The Ned's dont have choruses because they dont need peaks and troughs;
it's all one massive pop orgasm. The kids know it, acting like Michael
Jordan and defying Newton for a second or two. Star-shaped bodies tumble
over heads, finally arriving at the stage, where bewildered bouncers
wear their best beseiged expressions. This is true pop perfection. Even
when the energy level wavers on 'Capital Letters' and 'Cut Up', It's
like a respite rather than a let-down.
The twin-basses of Matt and Alex are the root of the newer melodic approach
which has bemused their original hardcore following and sets Rat free
to do pretty much as he likes. Behind the kit, Dan works harder than
anyone, but when the show's over he says he'd like to do it again, the
healthy, sad bastard. This band are still loving every second.
No imagination. Boring. Road-band with over-inflated kudos owing to
Protestant work ethic. The anti-Ned's mantra of the critics is staler
than last weeks' sandwich rider. The Ned's are among the most imaginative,
vital and exciting bands on the planet. The fact that their audience
Is becoming younger, while their original fans cry 'I cant mosh to that
music you're playing' and sulk off to the Ozrics, is a sure sign that
Ned's are one of the few things moving forward In this tired land.

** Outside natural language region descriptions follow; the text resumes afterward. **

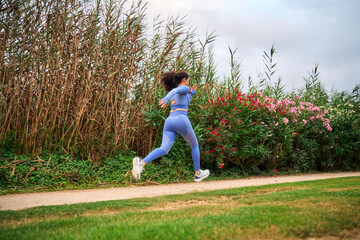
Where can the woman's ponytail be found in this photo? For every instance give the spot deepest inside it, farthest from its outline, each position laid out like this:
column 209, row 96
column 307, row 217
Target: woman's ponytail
column 171, row 79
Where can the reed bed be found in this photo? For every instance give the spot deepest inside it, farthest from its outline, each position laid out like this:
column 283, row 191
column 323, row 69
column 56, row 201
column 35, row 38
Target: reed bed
column 76, row 75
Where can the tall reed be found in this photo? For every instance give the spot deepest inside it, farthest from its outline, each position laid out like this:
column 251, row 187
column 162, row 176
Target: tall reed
column 76, row 75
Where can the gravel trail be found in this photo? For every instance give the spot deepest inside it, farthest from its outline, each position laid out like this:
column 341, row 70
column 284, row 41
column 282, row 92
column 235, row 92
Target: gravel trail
column 29, row 200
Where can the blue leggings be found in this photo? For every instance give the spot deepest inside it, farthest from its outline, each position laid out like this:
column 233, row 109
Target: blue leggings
column 177, row 122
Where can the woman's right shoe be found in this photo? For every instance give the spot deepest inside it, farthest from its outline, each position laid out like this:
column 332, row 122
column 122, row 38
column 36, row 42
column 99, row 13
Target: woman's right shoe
column 203, row 174
column 137, row 168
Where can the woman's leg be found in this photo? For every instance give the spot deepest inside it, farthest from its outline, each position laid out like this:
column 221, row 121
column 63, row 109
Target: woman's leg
column 187, row 132
column 166, row 144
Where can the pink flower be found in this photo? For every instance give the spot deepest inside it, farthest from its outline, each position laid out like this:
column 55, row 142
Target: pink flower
column 316, row 109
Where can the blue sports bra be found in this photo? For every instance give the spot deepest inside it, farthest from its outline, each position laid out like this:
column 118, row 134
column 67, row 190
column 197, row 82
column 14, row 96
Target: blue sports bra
column 180, row 97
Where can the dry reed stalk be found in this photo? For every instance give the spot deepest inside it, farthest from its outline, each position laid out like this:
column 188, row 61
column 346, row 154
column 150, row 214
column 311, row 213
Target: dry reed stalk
column 76, row 75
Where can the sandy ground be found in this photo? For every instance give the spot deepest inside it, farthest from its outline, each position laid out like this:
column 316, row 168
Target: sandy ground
column 29, row 200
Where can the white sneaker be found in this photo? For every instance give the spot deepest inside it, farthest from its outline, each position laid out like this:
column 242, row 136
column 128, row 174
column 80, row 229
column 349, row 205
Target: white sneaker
column 203, row 174
column 137, row 168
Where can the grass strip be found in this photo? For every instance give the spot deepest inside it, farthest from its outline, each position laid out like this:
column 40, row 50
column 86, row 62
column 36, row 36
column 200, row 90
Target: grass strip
column 322, row 208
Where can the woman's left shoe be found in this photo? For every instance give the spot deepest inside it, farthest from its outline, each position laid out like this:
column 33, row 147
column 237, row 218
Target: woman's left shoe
column 137, row 168
column 203, row 174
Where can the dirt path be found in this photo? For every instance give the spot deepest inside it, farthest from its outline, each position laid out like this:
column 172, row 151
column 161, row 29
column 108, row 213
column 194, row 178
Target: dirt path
column 29, row 200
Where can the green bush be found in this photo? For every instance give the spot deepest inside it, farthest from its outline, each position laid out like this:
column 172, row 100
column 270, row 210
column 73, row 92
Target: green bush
column 255, row 132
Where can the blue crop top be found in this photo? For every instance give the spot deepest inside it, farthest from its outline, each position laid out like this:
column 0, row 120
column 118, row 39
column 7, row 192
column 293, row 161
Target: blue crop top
column 180, row 97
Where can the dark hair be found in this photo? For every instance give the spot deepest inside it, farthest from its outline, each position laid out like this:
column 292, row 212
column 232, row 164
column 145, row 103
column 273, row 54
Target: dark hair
column 172, row 79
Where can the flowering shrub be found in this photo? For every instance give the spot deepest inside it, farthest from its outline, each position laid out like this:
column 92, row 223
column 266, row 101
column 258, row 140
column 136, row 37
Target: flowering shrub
column 256, row 132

The new Ned's fans know the songs word-for-word and are willing to be
carried out on stretchers to prove their devotion. Neds are no longer
mosh stormtroopers, but the ultimate laminate-bearing superpoppers,
a ten-legged - 14 if you count their china dog mascot - groove machine
beyond compare.
The fainters, moshers and revers go home, coveted tour shirts soaked,
ripped, or lost overboard in a sea of skin and sweat. Earlier, in one
of the few announcements that wasn't a simple, parodic "Cheers!",
Jonn told the hall: "You lot sound frisky tonight. You're gaggin'
for it, I can tell." We were, and we got it. Every last drop.